Removal of partial pull's

Dear DVC community,

I am rather new to DVC. I am interested to use DVC in a use case that is maybe related to what is called “Data Registrty”, but it is not entirely the same.

I do have a repository that stores in a structured way folders with outputs from expensive computational runs with many files and high storage volume. I added the individual folders as one object, i.e. have one .dvc file per folder.

Example:

repo
|- folder_a.dvc
|- folder_b.dvc
|- folder_c.dvc
|- folder_d.dvc

A user of the repository would first clone it and, thanks to your partial pull feature, only pull those directories from the remote that are necessary for the next steps in the data analysis pipeline. Thereby the huge repository, for which a full pull would not fit on standard storage, can still be properly used.

Example (cont.):
(result after “dvc pull folder_a.dvc folder_c.dvc”)

repo
|- folder_a.dvc
|- folder_a
|- folder_b.dvc
|- folder_c.dvc
|- folder_c
|- folder_d.dvc

Let’s assume now that the user stopped to use one of those folders (say “folder_a”) after having pushed its updates. Is there an obvious way to remove that partial pull (here “folder_a”) from the local working copy, without affecting the remote? (This would be done for keeping the local storage requirements on a moderate level.)

Example (cont.):
(result after applying the searched for operation)

repo
|- folder_a.dvc
|- folder_b.dvc
|- folder_c.dvc
|- folder_c
|- folder_d.dvc

I do not ask for removing data from the remote but rather a proper way to remove the folder (not it’s .dvc file) and all remaining data in the local cache. I assume here that a simple removal (“rm -fR folder_a”) of the folder would not be enough…

Then, the simplest solution would of course be to delete the local working directory and just clone a new one, where one would start from scratch with a partial pull. However, that might become a bit unhandy over time.

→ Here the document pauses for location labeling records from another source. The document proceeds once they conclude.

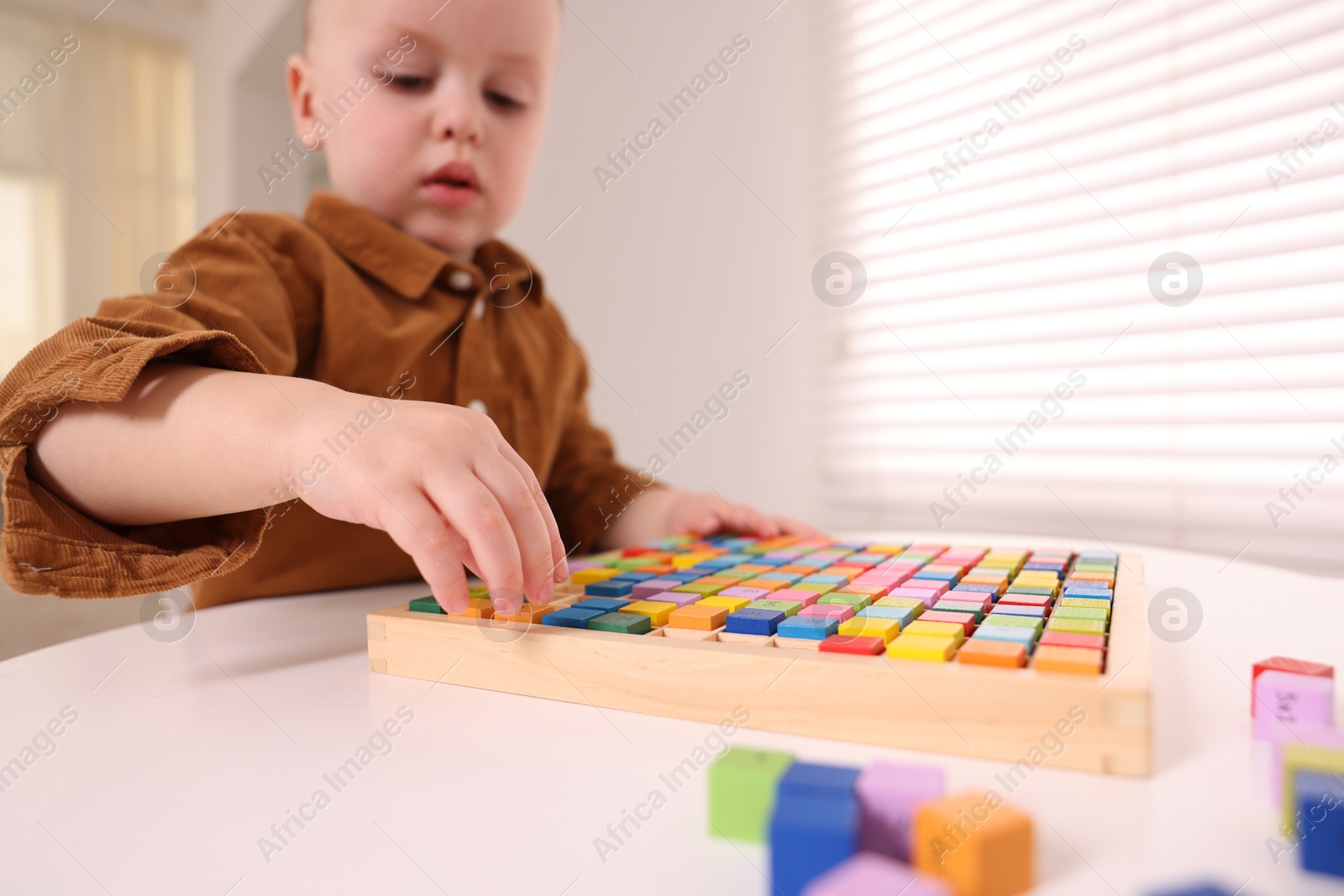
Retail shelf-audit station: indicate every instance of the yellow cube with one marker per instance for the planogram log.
(658, 611)
(871, 627)
(916, 647)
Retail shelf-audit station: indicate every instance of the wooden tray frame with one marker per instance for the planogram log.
(1012, 715)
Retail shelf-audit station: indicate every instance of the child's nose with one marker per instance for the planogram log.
(459, 117)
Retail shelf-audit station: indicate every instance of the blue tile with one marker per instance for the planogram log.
(571, 617)
(609, 589)
(605, 605)
(754, 621)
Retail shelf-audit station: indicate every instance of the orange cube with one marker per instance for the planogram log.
(976, 842)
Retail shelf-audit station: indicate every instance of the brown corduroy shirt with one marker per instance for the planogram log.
(342, 297)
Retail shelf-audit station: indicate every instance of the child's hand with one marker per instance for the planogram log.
(662, 512)
(441, 481)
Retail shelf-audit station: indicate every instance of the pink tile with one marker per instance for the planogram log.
(840, 611)
(750, 594)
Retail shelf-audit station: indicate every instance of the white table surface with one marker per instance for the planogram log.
(186, 754)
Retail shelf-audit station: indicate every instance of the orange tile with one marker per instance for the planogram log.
(769, 584)
(983, 652)
(698, 616)
(1086, 661)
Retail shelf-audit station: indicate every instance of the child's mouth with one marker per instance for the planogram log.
(454, 186)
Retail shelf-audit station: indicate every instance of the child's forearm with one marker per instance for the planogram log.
(186, 443)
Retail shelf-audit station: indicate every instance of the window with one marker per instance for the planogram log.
(96, 170)
(1104, 265)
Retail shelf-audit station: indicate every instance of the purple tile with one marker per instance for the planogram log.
(652, 586)
(750, 594)
(889, 794)
(679, 598)
(873, 875)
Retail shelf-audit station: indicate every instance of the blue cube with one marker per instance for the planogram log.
(1320, 815)
(815, 779)
(808, 837)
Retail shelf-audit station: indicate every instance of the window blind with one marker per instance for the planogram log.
(1105, 282)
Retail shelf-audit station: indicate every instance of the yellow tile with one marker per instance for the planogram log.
(595, 574)
(913, 647)
(914, 605)
(658, 611)
(871, 627)
(719, 600)
(952, 631)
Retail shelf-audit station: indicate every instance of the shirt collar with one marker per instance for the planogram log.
(410, 265)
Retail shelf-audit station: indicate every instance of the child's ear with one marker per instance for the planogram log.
(302, 102)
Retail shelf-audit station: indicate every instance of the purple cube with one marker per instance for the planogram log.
(870, 875)
(889, 794)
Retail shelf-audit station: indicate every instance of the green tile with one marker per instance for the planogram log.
(622, 622)
(425, 605)
(743, 785)
(857, 600)
(786, 607)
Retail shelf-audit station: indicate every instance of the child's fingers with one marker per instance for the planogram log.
(418, 528)
(474, 510)
(534, 542)
(559, 566)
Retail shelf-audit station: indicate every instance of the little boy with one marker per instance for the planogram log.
(375, 392)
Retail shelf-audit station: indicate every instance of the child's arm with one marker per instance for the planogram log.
(192, 443)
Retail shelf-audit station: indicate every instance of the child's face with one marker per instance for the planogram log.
(440, 143)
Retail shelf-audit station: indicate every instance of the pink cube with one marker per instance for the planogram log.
(870, 875)
(839, 611)
(889, 794)
(1287, 699)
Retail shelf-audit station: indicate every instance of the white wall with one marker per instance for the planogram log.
(678, 275)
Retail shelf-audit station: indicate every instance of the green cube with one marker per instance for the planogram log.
(743, 785)
(425, 605)
(622, 622)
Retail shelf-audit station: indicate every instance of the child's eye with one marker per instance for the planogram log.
(503, 100)
(412, 83)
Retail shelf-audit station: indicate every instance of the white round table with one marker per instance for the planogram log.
(187, 761)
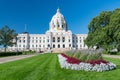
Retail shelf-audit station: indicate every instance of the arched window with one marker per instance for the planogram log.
(53, 39)
(58, 39)
(63, 45)
(63, 39)
(58, 45)
(62, 26)
(53, 45)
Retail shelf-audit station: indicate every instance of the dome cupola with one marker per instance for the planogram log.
(58, 22)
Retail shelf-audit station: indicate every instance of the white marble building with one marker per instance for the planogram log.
(58, 37)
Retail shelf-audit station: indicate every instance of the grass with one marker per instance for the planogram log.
(46, 67)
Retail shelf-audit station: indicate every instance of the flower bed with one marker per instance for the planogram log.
(75, 64)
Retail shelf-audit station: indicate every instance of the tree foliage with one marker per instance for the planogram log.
(104, 30)
(7, 36)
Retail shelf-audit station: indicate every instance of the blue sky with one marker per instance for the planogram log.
(36, 14)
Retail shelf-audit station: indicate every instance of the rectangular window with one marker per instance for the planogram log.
(63, 39)
(58, 39)
(53, 39)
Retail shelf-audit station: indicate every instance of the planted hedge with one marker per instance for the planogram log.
(2, 54)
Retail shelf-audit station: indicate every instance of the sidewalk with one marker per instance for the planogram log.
(12, 58)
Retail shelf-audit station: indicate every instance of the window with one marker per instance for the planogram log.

So is there any simple way to do this by a kind of “unpull” operation that I overlooked?

If you need further details, please let me know.

Thanks a lot in advance!

Hello again,

After way more reading, the above searched operation for the given example seems to be

rm -fR folder_a
dvc gc -w

Would that be correct?

Thanks!

Hi @zaspel. Welcome to the community.

There’s no straight way to do this. I can suggest a workaround:

dvc remove folder_a.dvc --outs
dvc gc -w
git checkout HEAD -- folder_a.dvc

This will delete the folder_a.dvc and folder_a directory temporarily, and then run gc to delete the contents in the cache.
After that, we checkout the folder_a.dvc back again. :slight_smile:

This is a simple usecase that we should support, feel free to create a feature request. Thanks.

Dear @skshetry,

thank you so much for this!! This will be of great help in our project!

I will immediately proceed to propose this as a feature.

Thanks again!